TestZeroValueIsDisabled. And added another check.
11906-health-check-lib @ da037c1372879cb0ebc221c42ebdb86af669295b
Updated by Radhika Chippada over 7 years ago
11906-health-check-lib LGTM. Thanks.
Updated by Lucas Di Pentima over 7 years ago
Updates at 91f976b99d4e7f00d2c1fbfee75812c3b1b780c6 - branch 11906-keepproxy-ping
LGTM, thanks!
Updated by Radhika Chippada over 7 years ago
Branch 11906-keep-web-ping @ 1af8267a0d11ad9f986aec5ec7853299f3cfeb0e implements /_health/ping for keep-web.
Test run @ https://ci.curoverse.com/job/developer-run-tests/398/
Updated by Tom Clegg over 7 years ago
I pushed a commit removing the func and servemux, and calling the health handler's ServeHTTP() directly instead.

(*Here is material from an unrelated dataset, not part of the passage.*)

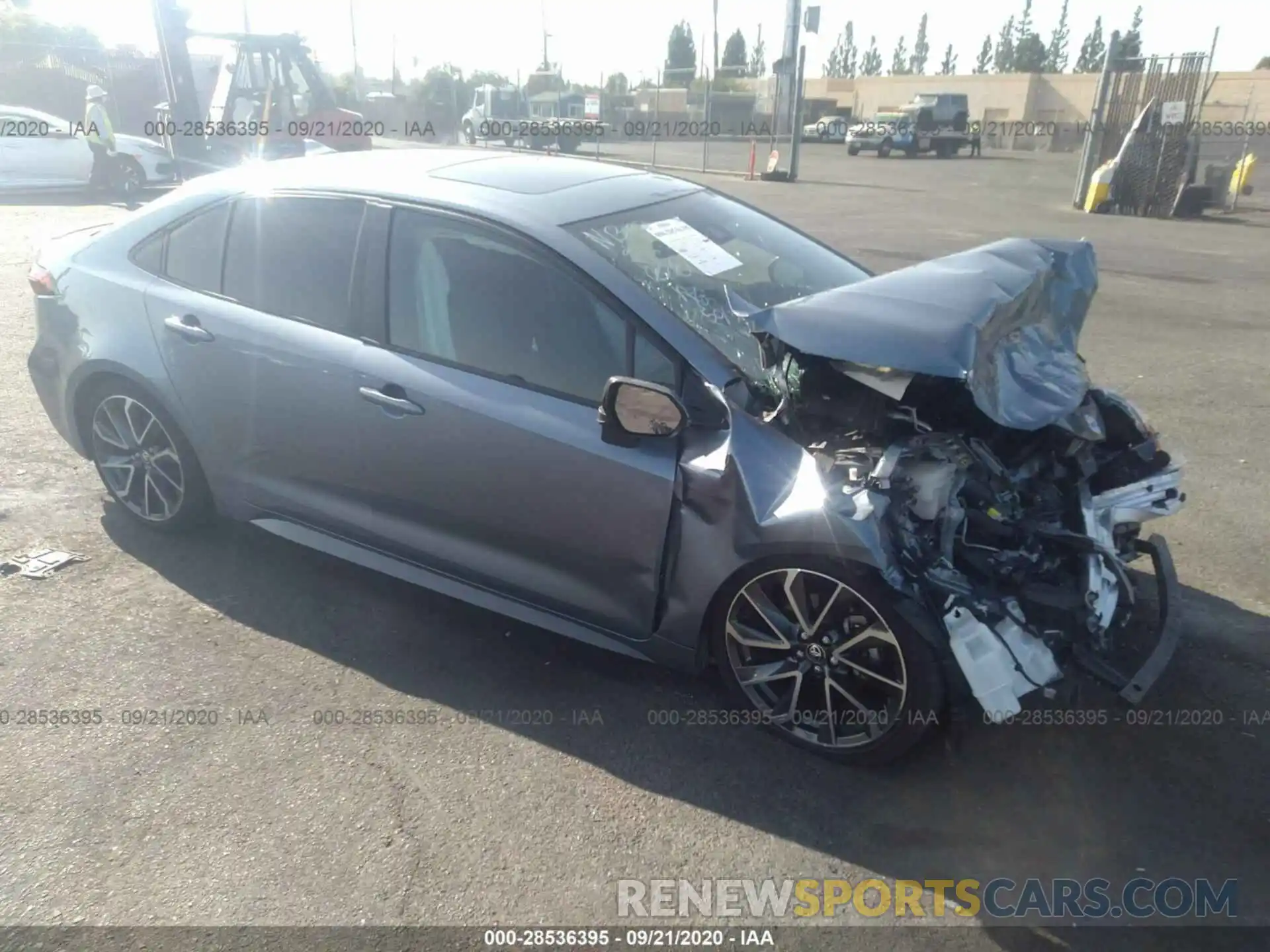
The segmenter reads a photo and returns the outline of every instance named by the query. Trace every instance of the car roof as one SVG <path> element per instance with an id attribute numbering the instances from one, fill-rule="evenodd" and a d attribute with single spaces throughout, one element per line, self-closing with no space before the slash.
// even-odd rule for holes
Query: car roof
<path id="1" fill-rule="evenodd" d="M 508 221 L 565 225 L 704 187 L 641 169 L 561 155 L 472 147 L 399 147 L 251 162 L 207 188 L 315 189 L 438 202 Z"/>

The rest LGTM, if this looks OK to you.
11906-keep-web-ping @ 2d16a410f0121806bf847f9e6290dae66e96fc5f
Updated by Lucas Di Pentima over 7 years ago
Updates at dc929c778 - branch 11906-arv-git-httpd-ping
LGTM, please merge.
Updated by Lucas Di Pentima over 7 years ago
Reviewed updates at 8ae04f9f4d252a99985d7ac047413318d2f1068b for nodemanager
. Looks good to me, thanks!
Updated by Radhika Chippada over 7 years ago
- Status changed from In Progress to Resolved
Applied in changeset arvados|commit:dfc4c2c74dc7a31ff0c0d307846b7e9525fdcf0e.